MobileRead Forums - View Single Post

alexxxm · 11-13-2007, 10:02 AM

Hi everybody (hi Kovid!),
I read a bit about web2lrf, and came up with a profile for downloading the news from the italian newspaper "La Repubblica".
It is not perfect of course, until this morning I knew everything about Perl and nothing at all about Python - any feedback is welcome.
I hope I did the right thing putting the code here.

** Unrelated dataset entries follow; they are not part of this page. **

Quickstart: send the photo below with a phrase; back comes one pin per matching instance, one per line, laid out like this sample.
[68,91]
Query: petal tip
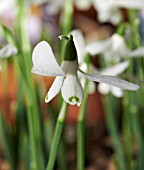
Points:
[46,99]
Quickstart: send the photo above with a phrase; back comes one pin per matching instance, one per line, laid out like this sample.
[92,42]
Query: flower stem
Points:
[80,130]
[57,136]
[113,130]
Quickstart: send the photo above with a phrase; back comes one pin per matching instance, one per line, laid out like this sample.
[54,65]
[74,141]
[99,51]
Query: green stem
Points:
[57,136]
[66,21]
[34,164]
[80,129]
[113,130]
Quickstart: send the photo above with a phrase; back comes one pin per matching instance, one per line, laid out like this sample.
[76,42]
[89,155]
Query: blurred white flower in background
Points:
[7,51]
[109,10]
[114,49]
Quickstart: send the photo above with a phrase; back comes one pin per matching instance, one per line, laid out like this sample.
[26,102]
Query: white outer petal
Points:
[114,81]
[55,88]
[98,47]
[116,69]
[139,52]
[79,44]
[8,51]
[44,60]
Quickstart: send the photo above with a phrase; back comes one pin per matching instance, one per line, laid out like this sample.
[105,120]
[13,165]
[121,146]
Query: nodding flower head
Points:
[67,80]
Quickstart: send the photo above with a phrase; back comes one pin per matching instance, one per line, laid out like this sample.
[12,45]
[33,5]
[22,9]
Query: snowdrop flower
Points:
[7,51]
[44,63]
[114,49]
[108,10]
[113,71]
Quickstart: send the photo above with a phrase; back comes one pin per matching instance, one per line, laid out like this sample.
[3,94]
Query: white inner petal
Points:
[55,88]
[72,91]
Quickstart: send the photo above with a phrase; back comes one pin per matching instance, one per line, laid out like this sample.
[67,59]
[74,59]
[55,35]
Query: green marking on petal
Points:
[46,98]
[74,99]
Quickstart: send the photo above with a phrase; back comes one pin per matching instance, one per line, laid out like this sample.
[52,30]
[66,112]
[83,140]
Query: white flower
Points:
[114,49]
[113,71]
[7,51]
[44,63]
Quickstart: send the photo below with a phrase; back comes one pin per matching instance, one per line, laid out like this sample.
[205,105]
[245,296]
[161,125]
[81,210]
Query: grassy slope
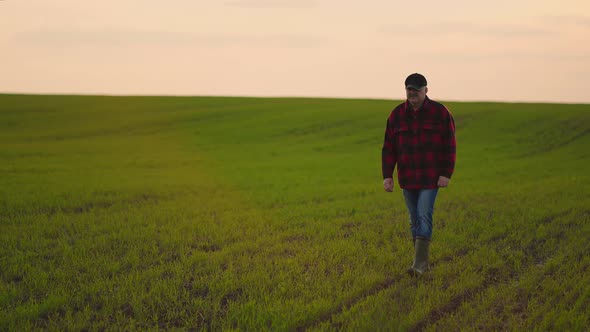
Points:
[268,213]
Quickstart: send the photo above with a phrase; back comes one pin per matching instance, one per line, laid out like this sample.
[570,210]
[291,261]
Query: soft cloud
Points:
[575,20]
[448,28]
[273,4]
[73,36]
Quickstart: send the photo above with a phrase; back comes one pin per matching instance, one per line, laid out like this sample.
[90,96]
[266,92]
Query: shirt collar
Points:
[424,104]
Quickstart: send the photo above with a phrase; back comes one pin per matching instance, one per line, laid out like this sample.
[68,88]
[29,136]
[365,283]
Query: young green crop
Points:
[268,214]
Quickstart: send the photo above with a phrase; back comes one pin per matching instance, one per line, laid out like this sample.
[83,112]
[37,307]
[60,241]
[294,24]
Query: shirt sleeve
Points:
[447,165]
[388,155]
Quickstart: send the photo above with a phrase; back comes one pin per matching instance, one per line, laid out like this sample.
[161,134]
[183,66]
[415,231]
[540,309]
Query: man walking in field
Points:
[420,140]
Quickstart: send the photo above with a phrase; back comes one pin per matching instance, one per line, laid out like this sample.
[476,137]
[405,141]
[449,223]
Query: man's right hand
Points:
[388,184]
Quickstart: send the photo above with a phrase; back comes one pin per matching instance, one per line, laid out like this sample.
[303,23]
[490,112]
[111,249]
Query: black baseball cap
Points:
[415,81]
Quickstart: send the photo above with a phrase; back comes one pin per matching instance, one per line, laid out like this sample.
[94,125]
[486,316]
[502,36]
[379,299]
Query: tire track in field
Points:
[491,279]
[374,290]
[437,314]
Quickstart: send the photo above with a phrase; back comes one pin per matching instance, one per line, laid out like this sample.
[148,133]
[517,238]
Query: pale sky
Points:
[517,50]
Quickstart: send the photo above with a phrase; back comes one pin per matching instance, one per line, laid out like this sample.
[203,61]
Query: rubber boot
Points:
[420,258]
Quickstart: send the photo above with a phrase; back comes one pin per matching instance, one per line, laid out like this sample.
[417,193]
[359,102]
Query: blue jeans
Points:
[420,205]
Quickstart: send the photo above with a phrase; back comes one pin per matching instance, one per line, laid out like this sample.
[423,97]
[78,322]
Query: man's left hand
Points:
[443,181]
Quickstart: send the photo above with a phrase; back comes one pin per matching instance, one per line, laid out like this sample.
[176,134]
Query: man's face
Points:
[416,96]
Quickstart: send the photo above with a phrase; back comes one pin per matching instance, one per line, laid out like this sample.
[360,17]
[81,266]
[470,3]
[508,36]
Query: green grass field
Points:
[206,213]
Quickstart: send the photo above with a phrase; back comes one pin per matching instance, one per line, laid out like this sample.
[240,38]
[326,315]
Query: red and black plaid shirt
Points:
[421,143]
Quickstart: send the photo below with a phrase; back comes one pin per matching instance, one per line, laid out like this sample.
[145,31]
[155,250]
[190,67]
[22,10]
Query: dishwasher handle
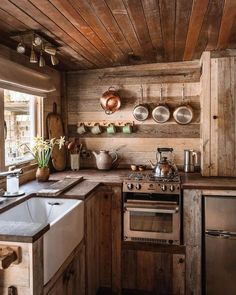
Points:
[153,210]
[220,234]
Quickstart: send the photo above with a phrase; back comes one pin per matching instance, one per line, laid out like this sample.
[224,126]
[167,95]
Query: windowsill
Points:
[21,163]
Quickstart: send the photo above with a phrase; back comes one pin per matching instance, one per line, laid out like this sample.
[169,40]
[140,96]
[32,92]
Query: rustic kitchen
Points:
[118,147]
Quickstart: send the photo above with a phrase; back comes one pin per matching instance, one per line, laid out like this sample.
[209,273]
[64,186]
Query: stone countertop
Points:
[116,176]
[30,232]
[25,233]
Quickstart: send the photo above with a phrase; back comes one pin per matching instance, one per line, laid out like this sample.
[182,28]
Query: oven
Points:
[152,217]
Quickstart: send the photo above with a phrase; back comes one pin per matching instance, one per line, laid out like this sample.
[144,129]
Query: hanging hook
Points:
[183,92]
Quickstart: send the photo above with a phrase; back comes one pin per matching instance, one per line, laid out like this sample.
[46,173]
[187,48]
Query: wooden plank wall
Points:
[84,89]
[54,96]
[55,75]
[218,132]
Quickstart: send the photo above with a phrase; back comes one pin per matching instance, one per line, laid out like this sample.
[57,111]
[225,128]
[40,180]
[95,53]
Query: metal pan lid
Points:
[183,114]
[161,114]
[141,112]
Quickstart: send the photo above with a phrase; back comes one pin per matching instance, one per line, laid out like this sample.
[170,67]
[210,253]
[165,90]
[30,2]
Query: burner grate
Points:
[138,176]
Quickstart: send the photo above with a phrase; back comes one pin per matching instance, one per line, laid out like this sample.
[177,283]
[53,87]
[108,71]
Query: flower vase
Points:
[42,174]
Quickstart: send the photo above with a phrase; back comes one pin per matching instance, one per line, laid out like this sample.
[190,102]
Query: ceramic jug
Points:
[105,160]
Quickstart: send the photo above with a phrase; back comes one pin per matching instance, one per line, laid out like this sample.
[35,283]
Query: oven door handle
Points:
[152,210]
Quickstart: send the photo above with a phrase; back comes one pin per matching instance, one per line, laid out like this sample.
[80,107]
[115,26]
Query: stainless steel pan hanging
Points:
[184,113]
[141,112]
[161,113]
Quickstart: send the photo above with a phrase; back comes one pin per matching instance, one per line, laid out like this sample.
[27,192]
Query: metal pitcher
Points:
[190,160]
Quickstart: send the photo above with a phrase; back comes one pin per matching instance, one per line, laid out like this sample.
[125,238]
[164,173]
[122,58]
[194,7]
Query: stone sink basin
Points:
[66,220]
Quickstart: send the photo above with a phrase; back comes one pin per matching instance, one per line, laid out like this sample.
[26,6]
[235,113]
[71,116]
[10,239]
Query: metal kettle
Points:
[164,167]
[190,160]
[105,160]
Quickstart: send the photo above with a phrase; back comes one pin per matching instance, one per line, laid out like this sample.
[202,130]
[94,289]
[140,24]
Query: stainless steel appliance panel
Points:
[220,265]
[220,245]
[220,213]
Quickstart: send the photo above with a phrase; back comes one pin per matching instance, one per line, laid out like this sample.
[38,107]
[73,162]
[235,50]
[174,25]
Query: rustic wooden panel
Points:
[91,244]
[197,17]
[218,139]
[226,23]
[105,248]
[146,131]
[116,219]
[208,37]
[154,272]
[205,100]
[152,16]
[85,88]
[183,12]
[226,117]
[192,238]
[97,34]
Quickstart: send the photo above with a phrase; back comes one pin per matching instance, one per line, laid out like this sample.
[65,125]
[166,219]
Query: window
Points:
[20,124]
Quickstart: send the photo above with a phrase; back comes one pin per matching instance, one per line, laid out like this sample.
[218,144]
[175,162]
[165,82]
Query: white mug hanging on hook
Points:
[184,113]
[161,113]
[140,111]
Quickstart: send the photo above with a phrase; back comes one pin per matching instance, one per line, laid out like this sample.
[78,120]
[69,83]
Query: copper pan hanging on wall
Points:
[110,101]
[140,111]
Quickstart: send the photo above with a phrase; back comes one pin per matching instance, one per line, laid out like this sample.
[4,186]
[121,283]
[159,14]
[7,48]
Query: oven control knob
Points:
[130,186]
[163,187]
[172,188]
[138,186]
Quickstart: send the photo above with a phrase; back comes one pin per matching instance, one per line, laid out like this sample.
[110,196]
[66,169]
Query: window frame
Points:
[38,126]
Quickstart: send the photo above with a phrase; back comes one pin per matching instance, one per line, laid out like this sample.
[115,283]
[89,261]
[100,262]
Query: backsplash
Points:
[84,89]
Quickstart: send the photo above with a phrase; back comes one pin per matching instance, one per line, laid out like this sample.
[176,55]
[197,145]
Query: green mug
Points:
[111,129]
[127,129]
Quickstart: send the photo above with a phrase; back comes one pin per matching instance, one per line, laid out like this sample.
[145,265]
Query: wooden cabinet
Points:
[153,271]
[103,239]
[71,280]
[218,105]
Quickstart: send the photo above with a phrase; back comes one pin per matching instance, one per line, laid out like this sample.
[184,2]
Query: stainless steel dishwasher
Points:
[220,245]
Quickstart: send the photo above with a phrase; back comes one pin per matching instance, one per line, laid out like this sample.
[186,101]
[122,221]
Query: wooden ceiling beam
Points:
[196,20]
[38,21]
[78,22]
[22,14]
[137,17]
[228,17]
[153,19]
[183,12]
[84,46]
[210,28]
[106,17]
[87,13]
[122,18]
[167,12]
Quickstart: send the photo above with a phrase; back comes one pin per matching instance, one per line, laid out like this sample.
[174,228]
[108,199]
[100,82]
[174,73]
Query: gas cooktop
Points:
[147,182]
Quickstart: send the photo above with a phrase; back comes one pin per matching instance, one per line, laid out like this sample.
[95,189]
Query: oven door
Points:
[152,221]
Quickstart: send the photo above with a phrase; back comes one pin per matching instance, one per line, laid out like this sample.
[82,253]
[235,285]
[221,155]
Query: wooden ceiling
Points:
[105,33]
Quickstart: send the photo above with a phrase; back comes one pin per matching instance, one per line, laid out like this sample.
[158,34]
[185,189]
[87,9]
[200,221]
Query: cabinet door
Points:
[92,244]
[154,272]
[218,108]
[72,280]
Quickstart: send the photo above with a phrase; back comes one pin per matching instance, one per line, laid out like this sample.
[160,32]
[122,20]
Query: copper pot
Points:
[110,101]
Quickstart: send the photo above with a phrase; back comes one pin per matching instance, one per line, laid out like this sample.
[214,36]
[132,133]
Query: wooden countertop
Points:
[189,180]
[23,233]
[30,232]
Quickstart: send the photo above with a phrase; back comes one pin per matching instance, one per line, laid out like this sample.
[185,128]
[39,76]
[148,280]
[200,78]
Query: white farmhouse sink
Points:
[66,219]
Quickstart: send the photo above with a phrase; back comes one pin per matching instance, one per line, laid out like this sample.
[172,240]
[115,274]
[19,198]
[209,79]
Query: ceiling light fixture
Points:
[21,47]
[41,60]
[33,56]
[54,60]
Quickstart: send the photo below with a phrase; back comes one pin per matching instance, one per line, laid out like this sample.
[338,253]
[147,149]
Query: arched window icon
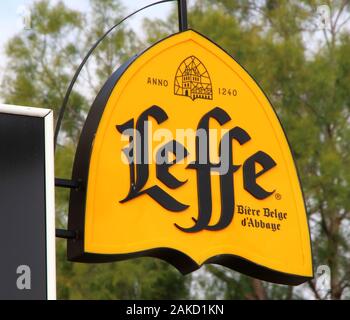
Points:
[192,80]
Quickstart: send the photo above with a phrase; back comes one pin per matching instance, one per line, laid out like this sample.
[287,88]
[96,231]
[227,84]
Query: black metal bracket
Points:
[68,184]
[66,234]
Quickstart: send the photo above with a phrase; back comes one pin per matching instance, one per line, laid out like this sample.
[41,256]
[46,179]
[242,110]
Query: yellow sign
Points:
[183,158]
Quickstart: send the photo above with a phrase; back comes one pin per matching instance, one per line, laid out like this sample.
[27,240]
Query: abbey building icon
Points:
[192,80]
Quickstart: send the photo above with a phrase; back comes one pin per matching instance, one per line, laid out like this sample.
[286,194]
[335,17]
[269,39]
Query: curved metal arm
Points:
[74,79]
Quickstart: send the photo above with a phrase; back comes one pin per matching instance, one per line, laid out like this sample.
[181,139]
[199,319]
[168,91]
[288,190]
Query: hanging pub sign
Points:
[183,158]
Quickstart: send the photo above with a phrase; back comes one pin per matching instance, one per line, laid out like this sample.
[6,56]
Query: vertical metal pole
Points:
[183,25]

Let me know if it works for you too...

Alessandro

Code:

import re

from libprs500.ebooks.lrf.web.profiles import DefaultProfile


class LaRepubblica(DefaultProfile):

        title = 'La Repubblica Feed'
        max_recursions = 2

        preprocess_regexps = \
                    [ (re.compile(i[0], re.IGNORECASE | re.DOTALL), i[1]) for i in 
                      [
                        (r'<div id="ge-network-top">.*?</div>', lambda match : ''),
                        (r'<div id="ge-network-middle">.*?</div>', lambda match : ''),
                        (r'<div id="ge-network-bottom">.*?</div>', lambda match : ''),
                        (r'<div id="cerca">.*?</div>', lambda match : ''),
                        (r'<div id="topmenu">.*?</div>', lambda match : ''),
                        (r'<div id="menu">.*?</div>', lambda match : ''),
                        (r'<div id="stripa">.*?</div>', lambda match : ''),
                        (r'<div id="stripb">.*?</div>', lambda match : ''),
                        (r'<div id="gee-contA">.*?</div>', lambda match : ''),
                        (r'<div id="addons">.*?</div>', lambda match : ''),
                        (r'<div id="menu">.*?</div>', lambda match : ''),
                        (r'<div id="newprefooter">.*?</div>', lambda match : ''),
                        (r'<div id="newfooter">.*?</div>', lambda match : ''),
                        (r'<div id="update">.*?</div>', lambda match : ''),
                        (r'<div id="menu">.*?</div>', lambda match : ''),
                        (r'<div id="menu">.*?</div>', lambda match : ''),
                        (r'<div id="menu">.*?</div>', lambda match : ''),
                        (r'<div class="wikipedia">.*?</div>', lambda match : ''),
                        (r'<div class="contselect">.*?</div>', lambda match : ''),
                        (r'<div class="generalbox gen">.*?</div>', lambda match : ''),
                       ]
                ]

        def get_feeds(self):
                return [ ('Feed 1', 'http://www.repubblica.it/rss/homepage/rss2.0.xml') ]